三笠宮崇仁親王殿下、同妃百合子殿下におかれましては、(遠路はるばる)岩国までお成りいただき、誠にありがとうございます。両殿下のご臨席を仰ぎ、本日錦帯橋の完成式典をこのように盛大に挙行することができますことは、私どもにとりましてこの上ない光栄であります。岩国市民を代表いたしまして、心から御礼申し上げます。
1673年に、岩国藩3代藩主吉川広嘉公により錦帯橋が創建されました。以来現代に至るまで、吉川家には岩国の発展に大きなご貢献をいただいております。その第16代御当主の吉川重幹様にもご出席いただいております。歴代の吉川家のご恩に改めて深く感謝申し上げたいと思います。
そして、大変お忙しい中、河村文部科学大臣、二井山口県知事を初め多くのご来賓、会場にも大勢の皆様にお越しいただきまして、大変ありがとうございます。

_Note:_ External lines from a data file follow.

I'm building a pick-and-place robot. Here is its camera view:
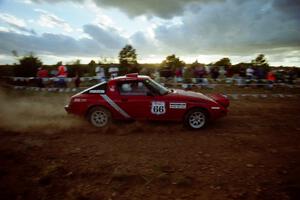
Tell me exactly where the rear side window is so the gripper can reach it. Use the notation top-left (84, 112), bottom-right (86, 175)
top-left (118, 81), bottom-right (149, 96)
top-left (85, 83), bottom-right (107, 94)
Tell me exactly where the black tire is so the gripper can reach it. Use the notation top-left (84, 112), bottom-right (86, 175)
top-left (87, 107), bottom-right (111, 128)
top-left (184, 109), bottom-right (208, 130)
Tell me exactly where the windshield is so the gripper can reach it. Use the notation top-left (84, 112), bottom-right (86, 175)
top-left (145, 79), bottom-right (170, 95)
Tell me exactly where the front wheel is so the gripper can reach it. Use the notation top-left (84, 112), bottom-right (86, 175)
top-left (88, 107), bottom-right (111, 128)
top-left (185, 109), bottom-right (208, 129)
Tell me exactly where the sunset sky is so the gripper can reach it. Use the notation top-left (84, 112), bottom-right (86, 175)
top-left (0, 0), bottom-right (300, 67)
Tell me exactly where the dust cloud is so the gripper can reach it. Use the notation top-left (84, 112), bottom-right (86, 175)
top-left (0, 91), bottom-right (87, 133)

もう一方、会場にご紹介したい方がいらっしゃいます。児玉泰幸さんです。広嘉公のもとで棟梁として錦帯橋の建設に携わった児玉九郎右衛門から数えて第12代目に当たられます。今日こうして皆さんにご披露できることを大変うれしく思います。
ご覧下さい。3年間にわたる工事を経て平成の錦帯橋が見事に完成し、我々の前にその勇姿を現しました。300年以上にわたり、その時々の先人達のたゆみない創意と努力により架け替えが行われてきています。その熱い想いを受け継ぎ、次の世代に確実に引き継いでいかなければという気持ちで、市民挙げてこの大事業に取り組みました。用材の調達や建築に直接間接に携わった人達はもちろん、率先して寄附や募金活動をする人、ボランティアのガイド、人知れず清掃をする人、市内外を問わず実に様々な人々の温かいご協力がありました。感謝の思いで一杯でありますし、改めて、この地に住む人々の心意気を誇りに思います。
古来、深い渓谷などに橋をかける場合に、両側から徐々に桁を伸ばしていく「刎ね橋」という形式が用いられましたが、その形式とアーチ橋を組み合わせたほとんど例を見ない独創的な橋であり、すでにこの類の橋は世界中探してもほとんど現存しておらず、まさに中世の建造物の傑作といっても過言ではありません。
また、この橋の特筆すべきは、その構造や技術の優秀さだけではありません。その優雅な美しさにあります。人間の創造したものが、自然と対峙するのではなく、見事に周囲の景観と調和し一幅の絵を見るようではありませんか。もはや、五連のアーチ無しにこの地の景観を語ることはできません。
今、装いを新たにし、現代の匠の技により新しい息吹きを吹き込まれた錦帯橋は、時を超える「未来へのかけはし」として、空間を越える「世界へのかけはし」として、ひととひととをつなぐ「友情のかけはし」として、大きく力強く羽ばたいて行きます。
この歴史に残る記念すべきときに当たり、錦帯橋の将来の方向について、私の想い、夢かもしれませんが、三点申し上げてみたいと思います。
一つは、今回、歴史上初めて綿密な構造試験が行われ、60トンの荷重をかけても約3センチしか沈まないことなどその技術の優秀さが立証されました。こうした匠の技を詳細に研究するとともに、錦帯橋に関する多くの資料を保存し活用することにより、その魅力をさらに高めていきます。
二つ目には、次回以降の架け替えをもっと短期間に、例えば20〜30年毎に一部の橋について実施することを検討したい。そのことが技術の伝承と岩国に「架け替え」有りと、それ自体を一大イベントとして定着させることにつながると思います。
そして、最後に、この素晴らしい宝物を、人類共通の財産として、「世界遺産」へ登録することを目指したい。
いかがでしょうか。ご賛同いただけますでしょうか。
本日は誠にありがとうございました。錦帯橋の取り持つご縁でこうして皆様とご一緒できたことを幸せに思います。どうか、今後とも岩国の行く末を温かく見守っていただきますよう心からお願い申し上げまして、私のご挨拶とします。